In photoresist development, metal-oxide resists are gaining ground as the preferred option for High-NA, according to the Intel’s presentation at SPIE. These materials provide better performance in terms of resolution, line-edge roughness, and dose sensitivity, especially important given the thinner films required by the thin depth-of-focus associated with High-NA optics. Traditional chemically amplified resists struggle with etch resistance at the thicknesses now needed, while metal-oxide formulations retain sufficient durability during pattern transfer. Most SPIE 2025 data shared for High-NA tools used metal-oxide resists rather than legacy organics, according to SemiAnalysis.
The method of applying and developing photoresist is another point of industry concern.
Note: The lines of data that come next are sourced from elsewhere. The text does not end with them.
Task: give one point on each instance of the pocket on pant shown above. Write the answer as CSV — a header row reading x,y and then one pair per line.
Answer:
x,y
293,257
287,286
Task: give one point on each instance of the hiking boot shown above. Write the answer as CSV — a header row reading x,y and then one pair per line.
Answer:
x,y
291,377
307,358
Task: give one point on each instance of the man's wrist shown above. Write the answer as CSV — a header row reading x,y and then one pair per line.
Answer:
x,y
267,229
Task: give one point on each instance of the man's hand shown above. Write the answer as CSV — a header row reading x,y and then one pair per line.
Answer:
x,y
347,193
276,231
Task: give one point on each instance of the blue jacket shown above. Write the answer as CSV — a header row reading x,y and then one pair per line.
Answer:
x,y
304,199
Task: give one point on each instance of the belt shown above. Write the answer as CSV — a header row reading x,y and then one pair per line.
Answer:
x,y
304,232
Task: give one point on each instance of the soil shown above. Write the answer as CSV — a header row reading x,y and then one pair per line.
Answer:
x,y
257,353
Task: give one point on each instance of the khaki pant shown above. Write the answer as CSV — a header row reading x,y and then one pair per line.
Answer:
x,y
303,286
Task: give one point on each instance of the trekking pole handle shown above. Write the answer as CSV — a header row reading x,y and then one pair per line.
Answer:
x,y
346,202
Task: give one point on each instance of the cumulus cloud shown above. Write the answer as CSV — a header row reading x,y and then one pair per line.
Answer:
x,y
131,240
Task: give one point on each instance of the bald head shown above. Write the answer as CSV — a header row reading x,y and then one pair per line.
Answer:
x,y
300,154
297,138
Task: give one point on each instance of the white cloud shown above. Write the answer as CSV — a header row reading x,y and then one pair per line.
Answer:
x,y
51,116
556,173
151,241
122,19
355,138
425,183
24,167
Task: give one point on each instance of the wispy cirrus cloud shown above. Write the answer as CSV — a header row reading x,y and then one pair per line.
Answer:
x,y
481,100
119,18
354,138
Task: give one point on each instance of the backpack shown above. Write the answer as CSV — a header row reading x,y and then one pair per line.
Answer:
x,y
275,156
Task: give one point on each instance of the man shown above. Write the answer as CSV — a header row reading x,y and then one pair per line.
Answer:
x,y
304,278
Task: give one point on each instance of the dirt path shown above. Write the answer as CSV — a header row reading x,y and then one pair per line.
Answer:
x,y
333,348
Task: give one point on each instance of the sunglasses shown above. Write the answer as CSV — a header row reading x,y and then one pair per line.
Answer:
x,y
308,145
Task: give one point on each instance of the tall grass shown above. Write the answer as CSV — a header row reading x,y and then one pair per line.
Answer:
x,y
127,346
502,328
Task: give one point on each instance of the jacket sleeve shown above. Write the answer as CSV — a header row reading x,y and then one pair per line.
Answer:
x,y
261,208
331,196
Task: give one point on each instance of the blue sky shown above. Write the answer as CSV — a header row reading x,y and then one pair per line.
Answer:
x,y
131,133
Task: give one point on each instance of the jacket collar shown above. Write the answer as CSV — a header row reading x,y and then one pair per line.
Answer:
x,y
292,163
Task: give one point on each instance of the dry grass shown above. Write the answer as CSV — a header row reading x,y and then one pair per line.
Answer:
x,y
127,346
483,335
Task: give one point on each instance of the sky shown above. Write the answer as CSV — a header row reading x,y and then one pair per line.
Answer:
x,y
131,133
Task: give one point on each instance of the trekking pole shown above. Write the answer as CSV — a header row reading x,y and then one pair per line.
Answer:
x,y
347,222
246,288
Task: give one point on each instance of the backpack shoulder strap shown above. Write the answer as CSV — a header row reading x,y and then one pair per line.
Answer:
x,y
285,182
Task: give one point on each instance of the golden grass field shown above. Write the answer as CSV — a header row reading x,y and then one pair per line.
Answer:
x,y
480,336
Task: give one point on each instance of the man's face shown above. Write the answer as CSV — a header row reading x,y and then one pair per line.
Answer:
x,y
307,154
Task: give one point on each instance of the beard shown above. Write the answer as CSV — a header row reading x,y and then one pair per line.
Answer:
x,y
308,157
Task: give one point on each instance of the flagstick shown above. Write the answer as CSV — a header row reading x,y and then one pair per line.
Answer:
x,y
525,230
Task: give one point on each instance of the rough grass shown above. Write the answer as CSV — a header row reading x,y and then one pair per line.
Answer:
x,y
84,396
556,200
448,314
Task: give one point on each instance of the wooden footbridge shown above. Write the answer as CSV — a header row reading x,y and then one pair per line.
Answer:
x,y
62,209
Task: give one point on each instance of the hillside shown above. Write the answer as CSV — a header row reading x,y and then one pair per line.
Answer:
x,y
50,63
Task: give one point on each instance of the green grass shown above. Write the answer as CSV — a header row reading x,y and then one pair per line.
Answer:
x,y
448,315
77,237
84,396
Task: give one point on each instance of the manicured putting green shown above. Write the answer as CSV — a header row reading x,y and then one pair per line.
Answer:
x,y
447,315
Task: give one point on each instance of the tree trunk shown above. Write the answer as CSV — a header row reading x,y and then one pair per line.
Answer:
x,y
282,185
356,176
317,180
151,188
Tokyo Electron currently dominates the standard wet process with spin-on coating and wet development in its track tools. Lam Research is attempting to gain share by promoting a dry deposition and dry development approach, done in its proprietary tools.
Conclusion
While Intel plans to adopt High-NA EUV for its 14A node, the company itself has stated that 14A is possible using only Low-NA EUV lithography (albeit, with multipatterning). That said, broad deployment may be deferred until the 1.0nm-class generation, when further cost reduction, process maturity, and infrastructure upgrades are more likely to align. For now, Intel’s early investments grant it an advantage in know-how, giving it a strategic edge as the technology matures.